В половине восьмого пошли на завтрак. В кафе ни души, все еще спят, только строгий негр у дверей, с которым я поздоровался: "Бон джорно" вместо принятого здесь "Бон джиа". Потом был пляж. Я часа полтора не вылезал из океана, одетый в хлопчатобумажное трико и белую рубашку, опасаясь новых солнечных ожогов.
После обеда пытался уснуть, но не смог – боялся пропустить сумерки над городом, чтобы сделать снимки. В начале шестого поднялись с сыном на крышу отеля и стали ждать нестандартного освещения, трудно уловимой границы между сумерками и ночью. После съемки долго бродили по базару. Особенно нас поразил "Арт-базар"! Здесь представлено невероятное количество разных стилей, техник письма, потрясающе использованы экзотические местные материалы. Можно найти картину на любой вкус и любого формата. А маски, мелкая пластика, народные поделки… Это надо видеть!
ДЕНЬ ДЕВЯТЫЙ
(Пишу на борту "Боинга-777", летящего в Париж)

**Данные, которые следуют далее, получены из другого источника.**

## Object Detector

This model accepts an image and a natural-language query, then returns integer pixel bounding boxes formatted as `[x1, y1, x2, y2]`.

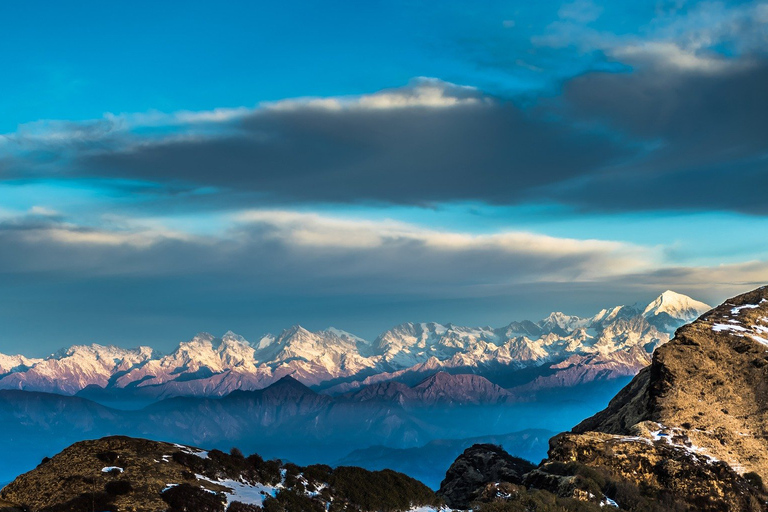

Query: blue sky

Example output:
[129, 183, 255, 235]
[0, 0, 768, 355]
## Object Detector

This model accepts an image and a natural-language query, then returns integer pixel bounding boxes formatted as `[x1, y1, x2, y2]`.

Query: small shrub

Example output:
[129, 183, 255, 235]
[161, 484, 225, 512]
[744, 471, 765, 492]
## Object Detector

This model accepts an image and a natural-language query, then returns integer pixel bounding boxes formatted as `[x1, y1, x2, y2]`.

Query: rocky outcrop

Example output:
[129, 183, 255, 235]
[438, 444, 535, 509]
[0, 437, 439, 512]
[438, 287, 768, 512]
[573, 287, 768, 479]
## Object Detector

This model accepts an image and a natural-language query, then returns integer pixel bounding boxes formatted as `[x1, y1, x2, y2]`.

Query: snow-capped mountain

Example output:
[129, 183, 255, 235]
[643, 290, 712, 330]
[0, 291, 710, 399]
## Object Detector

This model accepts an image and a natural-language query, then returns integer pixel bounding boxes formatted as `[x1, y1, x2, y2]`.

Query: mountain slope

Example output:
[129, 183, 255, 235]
[0, 437, 438, 512]
[0, 291, 708, 405]
[574, 287, 768, 479]
[440, 287, 768, 512]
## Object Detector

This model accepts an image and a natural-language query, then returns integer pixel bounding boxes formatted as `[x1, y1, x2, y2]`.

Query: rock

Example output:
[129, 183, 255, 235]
[437, 444, 535, 509]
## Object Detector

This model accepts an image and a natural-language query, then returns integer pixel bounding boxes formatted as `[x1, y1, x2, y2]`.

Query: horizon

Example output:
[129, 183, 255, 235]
[0, 0, 768, 353]
[0, 290, 726, 358]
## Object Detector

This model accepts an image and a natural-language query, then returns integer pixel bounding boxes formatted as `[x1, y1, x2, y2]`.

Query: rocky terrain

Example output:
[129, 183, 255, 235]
[0, 291, 709, 404]
[336, 429, 555, 489]
[9, 287, 768, 512]
[0, 437, 440, 512]
[438, 287, 768, 512]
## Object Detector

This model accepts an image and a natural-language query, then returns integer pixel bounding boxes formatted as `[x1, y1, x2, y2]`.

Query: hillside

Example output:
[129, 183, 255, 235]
[0, 437, 439, 512]
[439, 287, 768, 512]
[0, 291, 709, 400]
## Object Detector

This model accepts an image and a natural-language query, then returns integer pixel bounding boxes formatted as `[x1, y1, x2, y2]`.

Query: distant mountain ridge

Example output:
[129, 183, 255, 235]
[0, 291, 710, 401]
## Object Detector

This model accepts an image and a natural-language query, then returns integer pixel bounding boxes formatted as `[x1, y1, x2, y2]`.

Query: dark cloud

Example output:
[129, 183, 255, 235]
[555, 61, 768, 215]
[81, 84, 627, 204]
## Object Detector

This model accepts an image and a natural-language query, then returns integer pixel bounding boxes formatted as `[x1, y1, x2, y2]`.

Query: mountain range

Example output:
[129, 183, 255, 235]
[0, 287, 768, 512]
[0, 291, 710, 404]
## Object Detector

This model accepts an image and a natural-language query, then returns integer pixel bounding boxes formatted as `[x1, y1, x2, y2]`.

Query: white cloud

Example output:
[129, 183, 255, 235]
[235, 210, 658, 279]
[609, 41, 744, 73]
[263, 77, 489, 110]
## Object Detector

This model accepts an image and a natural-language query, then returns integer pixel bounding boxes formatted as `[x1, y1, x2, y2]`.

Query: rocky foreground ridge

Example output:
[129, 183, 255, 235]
[0, 437, 440, 512]
[439, 287, 768, 512]
[6, 287, 768, 512]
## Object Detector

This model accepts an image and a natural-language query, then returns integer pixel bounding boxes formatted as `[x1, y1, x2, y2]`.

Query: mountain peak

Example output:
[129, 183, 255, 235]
[643, 290, 712, 321]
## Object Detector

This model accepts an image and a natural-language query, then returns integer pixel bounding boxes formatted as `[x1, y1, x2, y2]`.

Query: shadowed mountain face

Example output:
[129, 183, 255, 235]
[0, 291, 709, 402]
[0, 437, 439, 512]
[338, 430, 555, 489]
[440, 287, 768, 512]
[0, 373, 617, 481]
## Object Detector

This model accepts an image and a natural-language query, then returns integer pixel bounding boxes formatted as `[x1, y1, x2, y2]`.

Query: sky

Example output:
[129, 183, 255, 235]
[0, 0, 768, 356]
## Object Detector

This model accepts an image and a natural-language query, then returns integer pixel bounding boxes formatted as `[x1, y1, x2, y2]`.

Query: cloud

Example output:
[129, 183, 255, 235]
[60, 79, 626, 204]
[610, 41, 747, 73]
[560, 57, 768, 215]
[0, 210, 656, 296]
[557, 0, 603, 23]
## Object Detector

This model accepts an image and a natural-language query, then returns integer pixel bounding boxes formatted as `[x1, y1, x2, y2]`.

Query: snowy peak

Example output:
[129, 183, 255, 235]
[643, 290, 712, 322]
[539, 311, 587, 334]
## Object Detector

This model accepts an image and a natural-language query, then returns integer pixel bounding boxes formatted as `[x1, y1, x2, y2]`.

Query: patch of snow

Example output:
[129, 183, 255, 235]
[195, 475, 278, 507]
[731, 299, 765, 315]
[174, 443, 208, 462]
[712, 324, 748, 332]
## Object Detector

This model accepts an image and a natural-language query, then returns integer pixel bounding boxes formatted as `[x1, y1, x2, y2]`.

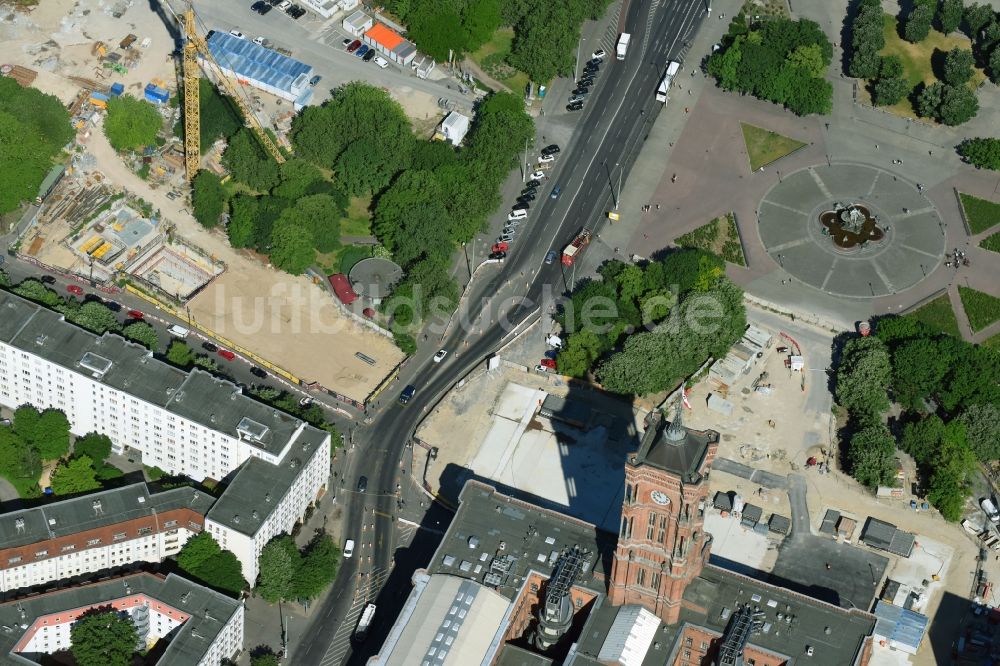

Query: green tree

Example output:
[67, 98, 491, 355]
[67, 301, 121, 334]
[943, 46, 975, 86]
[962, 2, 993, 36]
[122, 321, 160, 353]
[835, 337, 892, 424]
[50, 455, 101, 495]
[73, 432, 111, 463]
[848, 423, 896, 488]
[937, 0, 965, 35]
[903, 0, 936, 44]
[938, 85, 979, 127]
[257, 535, 299, 603]
[958, 404, 1000, 463]
[191, 170, 226, 229]
[958, 136, 1000, 171]
[69, 606, 139, 666]
[462, 0, 503, 51]
[271, 209, 316, 275]
[166, 340, 195, 370]
[11, 278, 66, 308]
[104, 95, 163, 150]
[916, 81, 944, 119]
[222, 128, 279, 192]
[292, 532, 340, 599]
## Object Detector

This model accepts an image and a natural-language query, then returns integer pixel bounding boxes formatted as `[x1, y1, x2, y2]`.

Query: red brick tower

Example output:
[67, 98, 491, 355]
[608, 405, 719, 624]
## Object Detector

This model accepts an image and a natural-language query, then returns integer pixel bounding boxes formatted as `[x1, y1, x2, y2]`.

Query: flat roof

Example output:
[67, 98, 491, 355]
[207, 427, 330, 537]
[0, 291, 321, 462]
[427, 480, 616, 600]
[0, 573, 243, 666]
[0, 482, 215, 548]
[680, 564, 875, 666]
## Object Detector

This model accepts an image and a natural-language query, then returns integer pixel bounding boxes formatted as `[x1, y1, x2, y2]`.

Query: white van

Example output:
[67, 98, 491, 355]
[167, 324, 191, 339]
[979, 497, 1000, 523]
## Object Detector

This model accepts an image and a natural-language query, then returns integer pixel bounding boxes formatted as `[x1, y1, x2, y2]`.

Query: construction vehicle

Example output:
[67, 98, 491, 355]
[166, 1, 285, 182]
[354, 604, 375, 643]
[562, 229, 590, 266]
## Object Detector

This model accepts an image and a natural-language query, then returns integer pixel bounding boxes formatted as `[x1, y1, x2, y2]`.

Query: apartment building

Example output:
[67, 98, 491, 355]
[0, 292, 330, 585]
[0, 573, 244, 666]
[0, 483, 215, 593]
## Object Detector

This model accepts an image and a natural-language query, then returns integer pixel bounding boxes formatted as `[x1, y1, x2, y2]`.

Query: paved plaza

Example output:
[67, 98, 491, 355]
[757, 164, 946, 298]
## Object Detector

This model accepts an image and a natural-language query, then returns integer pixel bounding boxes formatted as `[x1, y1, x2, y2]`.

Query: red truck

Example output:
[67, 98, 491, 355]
[563, 229, 590, 266]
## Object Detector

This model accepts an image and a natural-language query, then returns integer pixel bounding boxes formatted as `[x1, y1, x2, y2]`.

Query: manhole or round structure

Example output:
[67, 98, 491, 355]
[757, 163, 947, 298]
[348, 257, 403, 304]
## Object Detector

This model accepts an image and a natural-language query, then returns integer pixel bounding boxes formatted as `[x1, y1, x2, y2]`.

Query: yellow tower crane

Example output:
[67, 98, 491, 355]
[168, 2, 285, 182]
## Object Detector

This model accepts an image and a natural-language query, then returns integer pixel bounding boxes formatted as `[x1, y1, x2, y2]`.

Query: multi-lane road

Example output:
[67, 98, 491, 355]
[292, 0, 706, 666]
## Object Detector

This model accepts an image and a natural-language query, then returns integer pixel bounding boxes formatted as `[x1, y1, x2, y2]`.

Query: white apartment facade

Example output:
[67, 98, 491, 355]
[0, 291, 330, 586]
[0, 574, 245, 666]
[0, 483, 215, 592]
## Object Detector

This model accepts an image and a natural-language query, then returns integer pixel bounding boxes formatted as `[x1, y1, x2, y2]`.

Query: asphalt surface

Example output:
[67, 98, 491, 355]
[291, 0, 705, 666]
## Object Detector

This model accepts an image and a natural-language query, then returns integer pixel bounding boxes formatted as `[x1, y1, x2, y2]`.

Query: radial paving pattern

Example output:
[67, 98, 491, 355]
[757, 164, 946, 298]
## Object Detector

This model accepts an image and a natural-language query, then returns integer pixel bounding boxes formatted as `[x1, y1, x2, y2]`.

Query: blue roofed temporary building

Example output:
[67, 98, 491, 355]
[202, 32, 313, 108]
[874, 600, 928, 654]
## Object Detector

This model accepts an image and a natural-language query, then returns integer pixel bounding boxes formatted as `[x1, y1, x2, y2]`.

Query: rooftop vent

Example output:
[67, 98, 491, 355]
[80, 352, 111, 378]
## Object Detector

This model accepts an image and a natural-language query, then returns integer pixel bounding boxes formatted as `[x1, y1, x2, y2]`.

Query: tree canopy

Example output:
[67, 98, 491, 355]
[0, 76, 73, 214]
[104, 95, 163, 150]
[708, 14, 833, 116]
[69, 606, 139, 666]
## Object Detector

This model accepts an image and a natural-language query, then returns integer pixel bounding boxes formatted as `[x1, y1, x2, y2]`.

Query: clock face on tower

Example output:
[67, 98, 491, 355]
[649, 490, 670, 506]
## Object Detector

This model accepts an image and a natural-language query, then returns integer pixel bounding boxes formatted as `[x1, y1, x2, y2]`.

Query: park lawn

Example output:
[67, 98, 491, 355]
[340, 196, 372, 236]
[958, 192, 1000, 233]
[469, 28, 529, 95]
[674, 213, 747, 266]
[740, 123, 806, 171]
[979, 231, 1000, 252]
[876, 14, 986, 118]
[958, 286, 1000, 333]
[906, 294, 962, 338]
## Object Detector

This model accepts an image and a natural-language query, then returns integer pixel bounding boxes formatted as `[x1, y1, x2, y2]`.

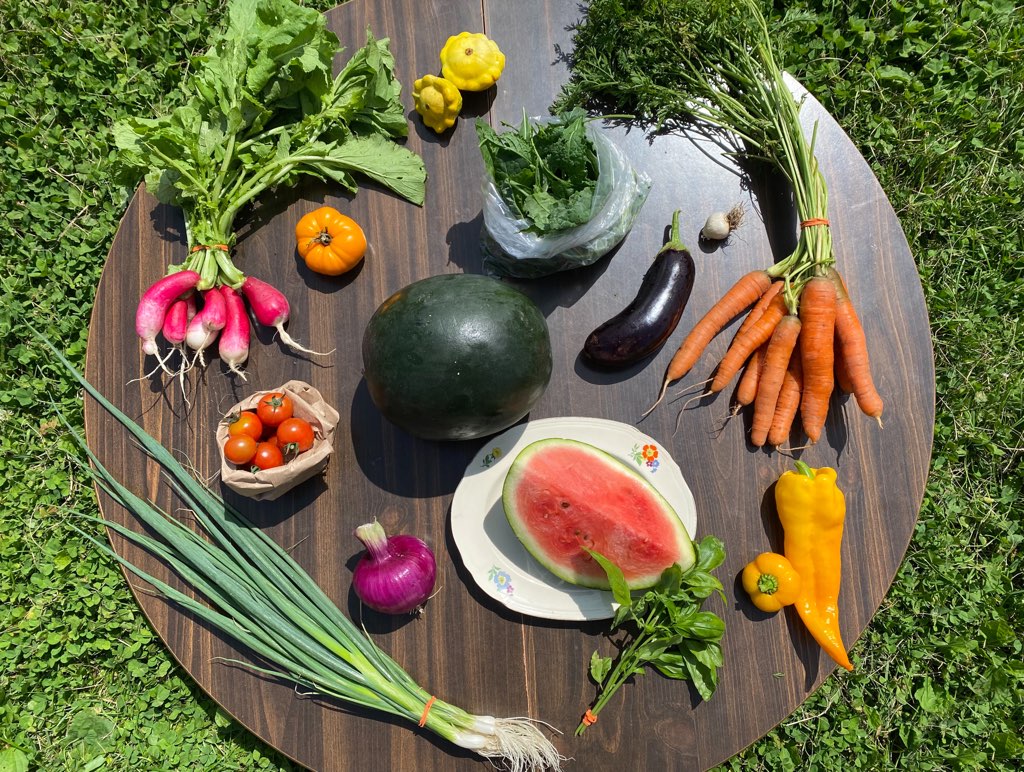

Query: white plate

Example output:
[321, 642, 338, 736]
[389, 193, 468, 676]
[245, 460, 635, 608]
[452, 418, 696, 620]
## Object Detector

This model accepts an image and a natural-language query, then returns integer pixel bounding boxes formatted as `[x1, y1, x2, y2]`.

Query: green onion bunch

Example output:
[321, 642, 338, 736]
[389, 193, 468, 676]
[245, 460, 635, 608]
[46, 341, 562, 772]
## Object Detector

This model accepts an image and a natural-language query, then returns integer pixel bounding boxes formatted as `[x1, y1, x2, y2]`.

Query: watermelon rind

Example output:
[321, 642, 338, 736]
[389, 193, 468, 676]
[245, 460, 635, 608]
[502, 437, 695, 590]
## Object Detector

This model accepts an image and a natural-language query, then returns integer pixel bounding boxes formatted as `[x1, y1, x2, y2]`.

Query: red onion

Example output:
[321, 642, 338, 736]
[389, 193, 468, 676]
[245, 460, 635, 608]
[352, 520, 437, 614]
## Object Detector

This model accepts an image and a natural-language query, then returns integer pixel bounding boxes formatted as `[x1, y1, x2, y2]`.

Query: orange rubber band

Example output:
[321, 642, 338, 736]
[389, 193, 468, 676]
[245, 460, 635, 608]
[420, 694, 437, 726]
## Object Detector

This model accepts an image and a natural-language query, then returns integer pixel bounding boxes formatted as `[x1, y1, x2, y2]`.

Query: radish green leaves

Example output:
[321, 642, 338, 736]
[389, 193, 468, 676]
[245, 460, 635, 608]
[114, 0, 426, 274]
[575, 537, 725, 735]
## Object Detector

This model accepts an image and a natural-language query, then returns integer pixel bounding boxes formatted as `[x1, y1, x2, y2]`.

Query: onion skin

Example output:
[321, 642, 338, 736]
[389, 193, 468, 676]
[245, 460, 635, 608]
[352, 520, 437, 614]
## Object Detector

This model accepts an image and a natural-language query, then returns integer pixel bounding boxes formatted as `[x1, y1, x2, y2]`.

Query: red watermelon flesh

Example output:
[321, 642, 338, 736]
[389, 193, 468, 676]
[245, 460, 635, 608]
[502, 439, 694, 590]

Вчера нас предупредили, что к двенадцати дня номер должен быть освобожден, все вещи собраны, и что мы с Татьяной поедем на последнюю, бесплатную экскурсию в новый, дальний район города. Утром мы вдоволь накупались, прибавив красноты к неокрепшему загару, к одиннадцати часам вернулись в отель, сдали сумки в камеру хранения и сели в раскаленный черный форд нашего гида. Архитектура в новом районе Рио поражает своей необычностью. Даже в Москве я не видел зданий такой изощренной красоты и архитектурной дерзости. К сожалению, снимать из окна автомобиля было невозможно, мешали столбы, деревья. Потом мы приехали на какой-то престижный пляж длиной в семнадцать километров.
Я (что за язык!) неосторожно заметил, что так и не попробовал в Рио жареной рыбы.
"Сейчас попробуете",– сказала Татьяна. Мы подъехали к маленькому дощатому домику, которых на берегу океана наверное несколько сотен, и она что-то спросила. "Здесь мелкая рыба" перевела Татьяна. – Надо вернуться в домик № 198."
Мы заняли столик в тени навеса. Принесли холодное пиво, и мы с наслаждением стали смотреть на ярко-синий океан, где вдалеке, в ультрамарине шла белоснежная яхта, на зеленые холмы, на пустынный пляж и на ленивый, как мы прибой.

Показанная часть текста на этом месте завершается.